Sealing off the candidate formation requires a packer. During an HTHP test, differential pressures across the packer may exceed 10,000 psi. For this reason, permanent packers are usually chosen, rather than  retrievable packers used in lower pressure test. With wireline (or very ocassionally drillipipe), the packer is installed complete with a sealbore, and a seal assembly is then run with the test string to seal into the packer.

Perforating with wireline guns is generally avoided during HTHP tests, so tubing-conveyed perforating (TCP) is preferred. Unlike wireline perforating, TCP allows the reservoir to be perforated underbalanced and immediately flowed through the test string.Because the guns will spend hours in the well prior to firing, high-temperature explosive is used. In most cases, the TCP guns are run as part of the test string, rather than hung off below the packer.
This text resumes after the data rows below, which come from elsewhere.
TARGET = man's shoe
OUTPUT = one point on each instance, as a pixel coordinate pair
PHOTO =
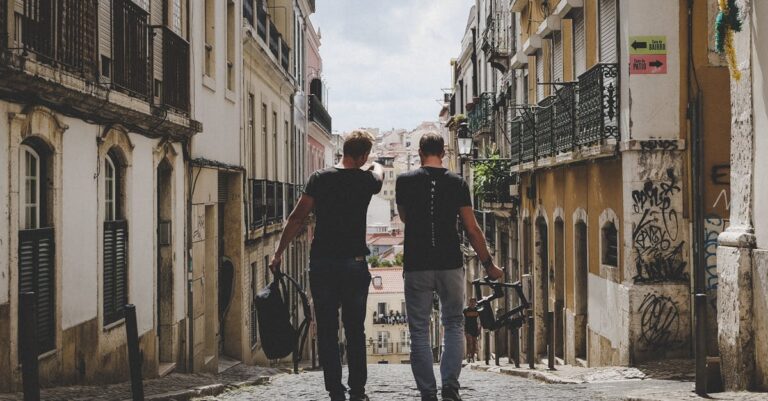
(450, 394)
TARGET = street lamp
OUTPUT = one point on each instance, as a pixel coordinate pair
(465, 141)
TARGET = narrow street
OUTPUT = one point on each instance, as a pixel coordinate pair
(395, 382)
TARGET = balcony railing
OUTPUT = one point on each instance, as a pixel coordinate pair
(481, 116)
(274, 40)
(564, 125)
(285, 55)
(131, 51)
(598, 110)
(176, 92)
(545, 115)
(318, 113)
(60, 32)
(261, 20)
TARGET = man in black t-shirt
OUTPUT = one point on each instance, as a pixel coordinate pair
(338, 267)
(429, 200)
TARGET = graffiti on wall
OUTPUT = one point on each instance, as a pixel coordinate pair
(656, 237)
(660, 322)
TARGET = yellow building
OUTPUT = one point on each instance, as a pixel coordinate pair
(591, 105)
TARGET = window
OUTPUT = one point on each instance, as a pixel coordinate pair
(115, 275)
(610, 245)
(231, 45)
(31, 188)
(254, 292)
(264, 136)
(210, 37)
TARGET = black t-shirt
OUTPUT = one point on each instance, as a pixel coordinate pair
(341, 203)
(431, 198)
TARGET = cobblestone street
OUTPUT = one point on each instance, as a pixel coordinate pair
(395, 382)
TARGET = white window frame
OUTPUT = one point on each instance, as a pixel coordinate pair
(35, 204)
(110, 187)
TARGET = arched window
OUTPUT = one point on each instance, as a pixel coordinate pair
(115, 277)
(610, 244)
(30, 187)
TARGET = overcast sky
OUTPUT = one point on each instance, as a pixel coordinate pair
(385, 62)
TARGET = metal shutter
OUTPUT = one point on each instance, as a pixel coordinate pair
(115, 270)
(579, 43)
(557, 65)
(539, 76)
(608, 31)
(37, 274)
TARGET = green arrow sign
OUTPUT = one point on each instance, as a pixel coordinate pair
(647, 45)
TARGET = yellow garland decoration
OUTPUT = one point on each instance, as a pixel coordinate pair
(730, 50)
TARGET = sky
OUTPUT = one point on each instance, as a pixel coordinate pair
(385, 62)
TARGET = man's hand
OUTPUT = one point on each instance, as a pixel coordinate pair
(494, 272)
(274, 265)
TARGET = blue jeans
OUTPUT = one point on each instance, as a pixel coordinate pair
(341, 283)
(419, 287)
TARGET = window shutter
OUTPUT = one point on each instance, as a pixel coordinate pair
(37, 274)
(115, 270)
(608, 31)
(557, 47)
(579, 45)
(539, 76)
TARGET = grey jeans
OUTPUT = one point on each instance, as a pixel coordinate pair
(419, 287)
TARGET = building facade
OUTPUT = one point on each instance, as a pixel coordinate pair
(586, 191)
(95, 140)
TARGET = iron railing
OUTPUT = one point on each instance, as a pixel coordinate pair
(285, 55)
(318, 113)
(544, 114)
(528, 139)
(274, 40)
(564, 125)
(598, 110)
(261, 20)
(481, 116)
(60, 32)
(176, 76)
(130, 48)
This reduces the time that the explosives spend downhole and allows the guns to be retrieved in case of total failure. 



In most cases, test tools are operated using annular pressure. The condition of the fluid in the annulus, usually drilling mud, plays a critical factor. High-density, high-solids drilling fluid may plug pressure ports and reduce tool reliability. Solids may also settle, potentially sticking the test string. The effects on heavy, water-base mud of being static in a hot well have been thoroughly investigated in the laboratory and the performance of test tools has been improved to reduce downhole failures. In some cases, the annular fluid is changed to high-density brine, which is solids free but increases the expense of the test.